[PATCH 1 of 5] pull: add --subrev option

Angel Ezquerra angel.ezquerra at gmail.com
Thu Jan 16 01:33:58 CST 2014


On Wed, Jan 15, 2014 at 2:15 PM, Pierre-Yves David
<pierre-yves.david at ens-lyon.org> wrote:
> On Sat, Nov 23, 2013 at 09:28:00PM +0100, Angel Ezquerra wrote:
>> # HG changeset patch
>> # User Angel Ezquerra <angel.ezquerra at gmail.com>
>> # Date 1372976561 -7200
>> #      Fri Jul 05 00:22:41 2013 +0200
>> # Node ID ecd1ca99f1b3e4d0f6ea8abd606990ef24667779
>> # Parent  1c46b18b0e1c47fa4cecf21b78c083a54ae9903f
>> pull: add --subrev option
>
> Why not --subrepos as for other -S option ?

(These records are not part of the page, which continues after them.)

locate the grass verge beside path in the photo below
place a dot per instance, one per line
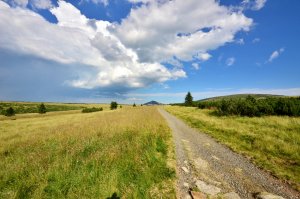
(272, 142)
(127, 152)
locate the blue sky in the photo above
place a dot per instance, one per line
(142, 50)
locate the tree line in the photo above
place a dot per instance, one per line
(250, 106)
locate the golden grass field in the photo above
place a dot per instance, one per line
(272, 142)
(93, 155)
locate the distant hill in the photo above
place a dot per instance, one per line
(152, 103)
(257, 96)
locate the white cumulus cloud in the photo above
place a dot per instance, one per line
(275, 54)
(230, 61)
(127, 54)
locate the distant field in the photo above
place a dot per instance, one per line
(240, 96)
(127, 151)
(272, 142)
(32, 107)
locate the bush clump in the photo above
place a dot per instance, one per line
(90, 110)
(252, 107)
(9, 112)
(113, 105)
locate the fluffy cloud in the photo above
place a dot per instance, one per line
(230, 61)
(275, 54)
(196, 66)
(253, 4)
(41, 4)
(37, 4)
(77, 39)
(127, 54)
(158, 31)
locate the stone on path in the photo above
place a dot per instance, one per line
(266, 195)
(207, 189)
(231, 195)
(197, 195)
(200, 163)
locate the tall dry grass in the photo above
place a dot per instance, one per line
(127, 152)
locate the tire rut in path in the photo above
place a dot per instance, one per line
(216, 170)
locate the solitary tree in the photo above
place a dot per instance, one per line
(188, 99)
(42, 108)
(9, 112)
(113, 105)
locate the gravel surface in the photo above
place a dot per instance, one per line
(212, 164)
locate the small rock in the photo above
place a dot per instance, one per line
(197, 195)
(231, 195)
(207, 189)
(200, 163)
(185, 169)
(266, 195)
(215, 157)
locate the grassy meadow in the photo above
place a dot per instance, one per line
(93, 155)
(272, 142)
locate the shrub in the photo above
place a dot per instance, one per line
(9, 112)
(188, 99)
(252, 107)
(42, 108)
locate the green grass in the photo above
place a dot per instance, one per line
(32, 107)
(127, 152)
(272, 142)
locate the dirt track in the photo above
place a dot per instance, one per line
(205, 165)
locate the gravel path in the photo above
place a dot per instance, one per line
(211, 168)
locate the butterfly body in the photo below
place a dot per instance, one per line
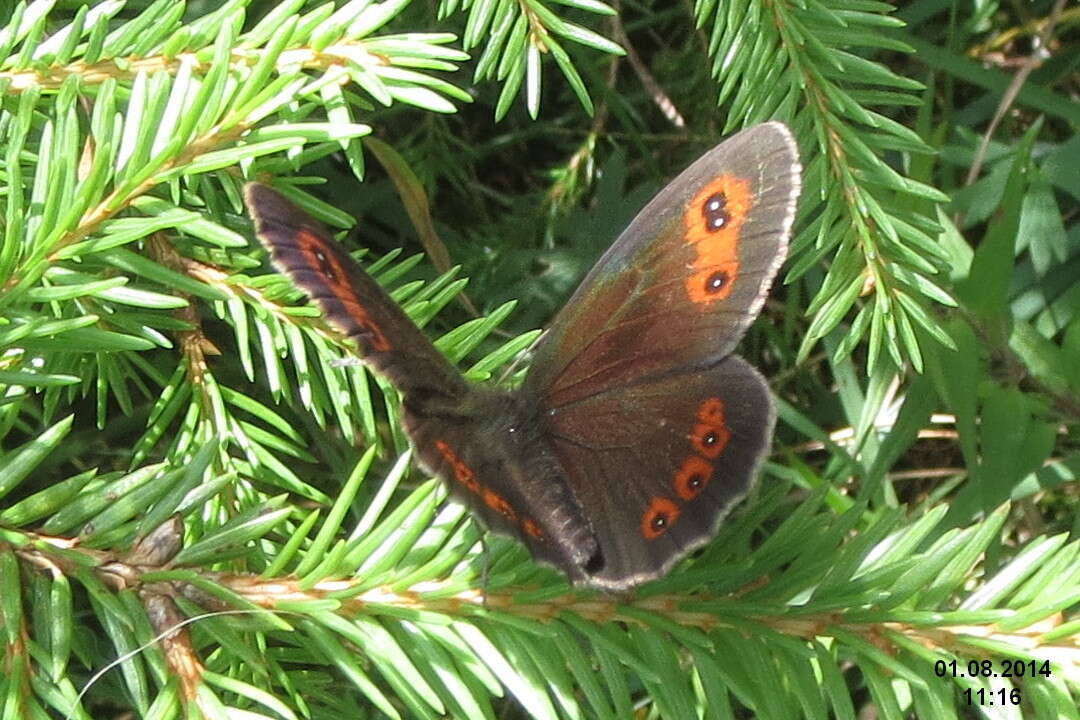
(635, 430)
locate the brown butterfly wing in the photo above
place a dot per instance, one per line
(657, 465)
(638, 364)
(350, 298)
(682, 284)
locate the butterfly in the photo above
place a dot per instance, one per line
(636, 428)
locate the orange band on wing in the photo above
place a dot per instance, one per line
(713, 222)
(462, 473)
(659, 517)
(325, 262)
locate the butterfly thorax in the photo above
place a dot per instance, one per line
(488, 446)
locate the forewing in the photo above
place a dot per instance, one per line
(350, 298)
(684, 281)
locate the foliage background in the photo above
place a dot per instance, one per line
(177, 436)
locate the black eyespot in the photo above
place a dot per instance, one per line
(325, 266)
(715, 212)
(716, 282)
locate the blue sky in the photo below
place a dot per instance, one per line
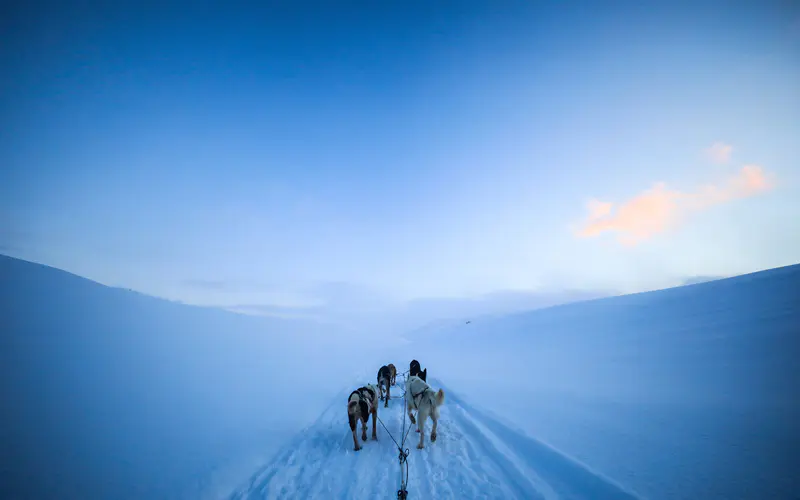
(298, 155)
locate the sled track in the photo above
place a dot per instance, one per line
(475, 456)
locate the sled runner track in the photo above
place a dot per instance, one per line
(475, 456)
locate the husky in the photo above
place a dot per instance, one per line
(414, 369)
(362, 403)
(421, 397)
(385, 380)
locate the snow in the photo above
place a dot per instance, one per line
(474, 457)
(681, 393)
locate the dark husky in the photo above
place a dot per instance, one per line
(385, 380)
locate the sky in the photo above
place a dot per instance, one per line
(328, 153)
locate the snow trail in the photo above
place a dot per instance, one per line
(475, 456)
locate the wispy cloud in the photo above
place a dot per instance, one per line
(719, 152)
(659, 208)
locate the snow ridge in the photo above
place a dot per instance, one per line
(475, 456)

I thought it would be confusing since usually the --subrepos flag
takes no arguments. Maybe what we should do is to _not_ have a short
-S form, to make it clear that is not just another --subrepo flag?

>>
>> The purpose of this new option is to make it possible to pull subrepos at the
>> same time that you pull the parent repository, instead of having to update to
>> the newly pulled revision to pull the corresponding subrepos.
>
> I love that!
>
>> This has multiple advantages. First of all it lets you pull the subrepos from
>> a non default path (when subrepos are pulled during udpate they are always
>> pulled from the default path). Also, it lets you pull subrepos referenced in all
>> new revisions in one go, rather than potentially having to update to every new
>> revision.
>>
>> The main use case for this new flag is to be able to ensure that your
>> repositories are alwasys "self contained".
>
> This is one of the biggest pain point of subrepo so its great to have it solved.

Yes! :-D

>> That is, that you will be able to
>> update to any incoming revision without requiring any network access. This can
>> be done by adding "--subrev .:tip" to your pull command (it would be nicer if
>> there was an "incoming()" revset expression, akin to the existing
>> "outgoing(path)" expression).
>
> Wait what? your new -S argument takes an argument to expression which revision
> you want to synchronise? why don't he just check all incoming one by default ?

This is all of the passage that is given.